Because in the original code, after 64 halvings, the network started again with 50 coins. It was fixed by BIP-42, and I wonder, how your network will behave after 64th halving, and even if it can reach it without halting.
BIP-42 always makes me laugh every time I read it  Cheesy
But yeah it won't restart or overflow or do anything funky like that, the code for halvings is pretty simple:

Code:
let halvings = Math.floor(tip.height / chain_params.halving_interval);
return Math.floor(chain_params.subsidy_base / Math.pow(2,  halvings));
Javascript handles this nicely and block rewards will stay at zero after the last halving. You can verify for yourself by trying it in a JS console:

Code:
let halvings = Math.floor(100000000000000000000000000000000000 / 500);
console.log(Math.floor(5000000000 / Math.pow(2,  halvings)));


Also, I think some kind of "save" button will be needed, sooner or later, because then, it would be easier to restore the state of the network. Another feature I think about is "pruning". Because currently, everything lives in a memory. And if I could save some blocks on disk, and detach it from RAM, then it could be possible to test thousands of blocks, without killing my browser. Or even: pruning alone, without saving things, is also an option, to test some edge cases, like "no new nodes can join, because nobody has the full history anymore, and everyone switched to pruning".

And some minor UI things: when the price per coin is around 2.7 million dollars, it is no longer fully visible in charts. Also, charts seems to be in the future, because I have transactions from Jan 5, while I can see Jan 7 on the exchange.
I'll be releasing a major update sometime soon with more content, alongside that will be saving and other fixes.
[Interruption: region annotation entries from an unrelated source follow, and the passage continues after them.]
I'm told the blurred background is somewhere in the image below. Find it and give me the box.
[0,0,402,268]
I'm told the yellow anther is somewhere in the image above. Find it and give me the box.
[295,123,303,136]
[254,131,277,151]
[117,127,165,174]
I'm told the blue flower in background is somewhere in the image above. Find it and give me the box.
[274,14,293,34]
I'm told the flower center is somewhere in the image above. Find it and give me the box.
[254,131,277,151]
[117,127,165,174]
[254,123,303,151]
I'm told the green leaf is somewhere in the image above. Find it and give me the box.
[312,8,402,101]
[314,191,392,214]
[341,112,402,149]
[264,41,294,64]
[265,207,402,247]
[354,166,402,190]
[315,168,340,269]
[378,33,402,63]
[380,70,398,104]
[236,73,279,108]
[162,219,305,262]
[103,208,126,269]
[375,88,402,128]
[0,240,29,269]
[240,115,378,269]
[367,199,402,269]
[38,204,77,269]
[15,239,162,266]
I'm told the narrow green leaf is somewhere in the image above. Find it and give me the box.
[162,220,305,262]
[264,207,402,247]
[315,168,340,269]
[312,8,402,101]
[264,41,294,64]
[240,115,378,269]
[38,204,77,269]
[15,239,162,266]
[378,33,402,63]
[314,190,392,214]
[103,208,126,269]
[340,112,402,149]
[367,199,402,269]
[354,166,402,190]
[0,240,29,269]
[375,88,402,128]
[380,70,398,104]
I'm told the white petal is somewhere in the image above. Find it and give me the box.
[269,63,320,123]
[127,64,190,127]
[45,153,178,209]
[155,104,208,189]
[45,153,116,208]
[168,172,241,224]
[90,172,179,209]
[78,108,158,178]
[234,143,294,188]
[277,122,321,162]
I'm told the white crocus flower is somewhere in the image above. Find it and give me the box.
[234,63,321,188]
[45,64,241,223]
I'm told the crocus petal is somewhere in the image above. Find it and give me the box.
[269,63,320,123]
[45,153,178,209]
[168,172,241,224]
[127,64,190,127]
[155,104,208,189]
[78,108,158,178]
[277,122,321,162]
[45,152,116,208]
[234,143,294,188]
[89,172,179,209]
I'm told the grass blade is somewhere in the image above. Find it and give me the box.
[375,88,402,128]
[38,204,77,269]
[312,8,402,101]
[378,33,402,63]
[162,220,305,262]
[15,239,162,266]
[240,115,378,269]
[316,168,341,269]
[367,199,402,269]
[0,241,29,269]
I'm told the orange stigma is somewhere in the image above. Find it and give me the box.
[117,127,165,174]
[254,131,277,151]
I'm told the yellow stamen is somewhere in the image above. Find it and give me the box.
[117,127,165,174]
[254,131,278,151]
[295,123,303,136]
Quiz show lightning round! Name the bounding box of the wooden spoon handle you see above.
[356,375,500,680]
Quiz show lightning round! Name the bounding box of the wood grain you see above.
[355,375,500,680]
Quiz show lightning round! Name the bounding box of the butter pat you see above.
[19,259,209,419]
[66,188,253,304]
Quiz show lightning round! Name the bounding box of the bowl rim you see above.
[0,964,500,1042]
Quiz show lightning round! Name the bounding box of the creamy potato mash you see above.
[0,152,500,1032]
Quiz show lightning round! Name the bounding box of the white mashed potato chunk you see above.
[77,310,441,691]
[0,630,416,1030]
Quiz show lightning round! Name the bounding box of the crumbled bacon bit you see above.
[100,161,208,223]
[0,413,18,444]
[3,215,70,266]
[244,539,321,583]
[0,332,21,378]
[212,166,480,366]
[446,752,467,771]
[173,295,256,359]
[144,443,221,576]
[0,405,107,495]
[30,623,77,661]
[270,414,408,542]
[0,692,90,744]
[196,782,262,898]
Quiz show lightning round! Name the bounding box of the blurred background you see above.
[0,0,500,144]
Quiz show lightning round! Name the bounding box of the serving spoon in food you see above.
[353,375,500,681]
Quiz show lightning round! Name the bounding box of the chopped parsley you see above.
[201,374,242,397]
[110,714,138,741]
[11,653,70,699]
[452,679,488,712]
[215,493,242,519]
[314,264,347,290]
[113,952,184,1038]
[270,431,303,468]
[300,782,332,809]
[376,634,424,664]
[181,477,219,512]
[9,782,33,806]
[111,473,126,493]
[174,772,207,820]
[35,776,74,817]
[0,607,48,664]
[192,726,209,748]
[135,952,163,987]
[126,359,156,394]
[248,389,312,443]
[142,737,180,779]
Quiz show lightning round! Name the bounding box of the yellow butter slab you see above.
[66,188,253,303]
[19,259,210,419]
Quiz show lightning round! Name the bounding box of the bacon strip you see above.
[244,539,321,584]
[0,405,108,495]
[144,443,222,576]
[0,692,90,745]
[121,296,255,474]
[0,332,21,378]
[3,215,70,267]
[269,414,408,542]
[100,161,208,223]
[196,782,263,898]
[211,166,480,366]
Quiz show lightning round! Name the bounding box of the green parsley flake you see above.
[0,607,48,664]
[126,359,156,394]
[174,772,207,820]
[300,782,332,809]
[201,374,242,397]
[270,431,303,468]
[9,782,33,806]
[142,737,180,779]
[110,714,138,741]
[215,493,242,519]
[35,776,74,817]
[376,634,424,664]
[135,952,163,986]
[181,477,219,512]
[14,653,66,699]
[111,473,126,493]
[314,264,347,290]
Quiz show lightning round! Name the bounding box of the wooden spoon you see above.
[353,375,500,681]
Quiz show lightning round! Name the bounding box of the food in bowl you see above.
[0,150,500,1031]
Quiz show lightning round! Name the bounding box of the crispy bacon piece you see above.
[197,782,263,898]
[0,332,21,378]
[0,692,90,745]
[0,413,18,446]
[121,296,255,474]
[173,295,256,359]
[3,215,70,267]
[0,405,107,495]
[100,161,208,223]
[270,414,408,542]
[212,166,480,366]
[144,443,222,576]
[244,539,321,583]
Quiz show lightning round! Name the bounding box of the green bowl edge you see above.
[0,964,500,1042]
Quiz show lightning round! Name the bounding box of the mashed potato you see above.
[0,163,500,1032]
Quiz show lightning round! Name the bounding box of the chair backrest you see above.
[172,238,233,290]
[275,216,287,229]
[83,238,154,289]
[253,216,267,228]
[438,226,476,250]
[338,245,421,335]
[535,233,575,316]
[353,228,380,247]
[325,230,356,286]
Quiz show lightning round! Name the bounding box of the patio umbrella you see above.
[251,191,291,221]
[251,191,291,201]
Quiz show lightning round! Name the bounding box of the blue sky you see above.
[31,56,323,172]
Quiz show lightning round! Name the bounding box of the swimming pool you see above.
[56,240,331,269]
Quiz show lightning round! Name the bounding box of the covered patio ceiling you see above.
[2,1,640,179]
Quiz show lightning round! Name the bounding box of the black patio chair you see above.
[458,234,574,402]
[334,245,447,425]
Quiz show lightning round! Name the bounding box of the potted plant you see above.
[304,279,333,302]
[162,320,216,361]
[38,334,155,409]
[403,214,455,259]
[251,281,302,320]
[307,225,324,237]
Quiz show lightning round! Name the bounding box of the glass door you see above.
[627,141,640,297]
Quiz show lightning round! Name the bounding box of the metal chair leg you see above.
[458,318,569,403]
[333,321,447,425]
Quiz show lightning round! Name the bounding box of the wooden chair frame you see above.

​Edit: Custom secrets unlocked:
Code:
await encrypt_aes("<comment>stwenhao: Now I can make my own secrets!</comment>",await sha256('stwenhao'))
Array(75) [ 70, 226, 192, 193, 39, 154, 126, 71, 112, 129, ... ]
SECRETS.push([70,226,192,193,39,154,126,71,112,129,180,132,226,181,21,137,229,145,196,116,207,60,99,201,27,15,156,229,195,221,255,63,152,11,214,145,7,230,61,174,176,26,247,180,212,249,188,143,62,154,81,6,149,67,20,3,206,65,53,12,4,33,55,22,101,172,225,215,174,117,33,23,243,215,97])
And now, I can see this:
Code:
user@st> stwenhao
stwenhao: Now I can make my own secrets!
Which means, that users can also use "encrypt_aes" and "decrypt_aes" for encrypting and decrypting messages. And I guess, as long as everything is single player, you can just use things like that for any kind of encryption, including for example transaction signatures. Also, I guess if you will implement forum and private messages, then such things can be useful, to hide some things from the player, until they will appear in the story.
Nice! Yeah, it could be good for cheat prevention, my only concern really is overcomplicating my codebase and making it too messy for myself with a bunch of AES blobs and hidden keys. I think you're the only person that is exploring the game to this extent anyway  Grin

I'll give it some thought, but it's probably a future problem.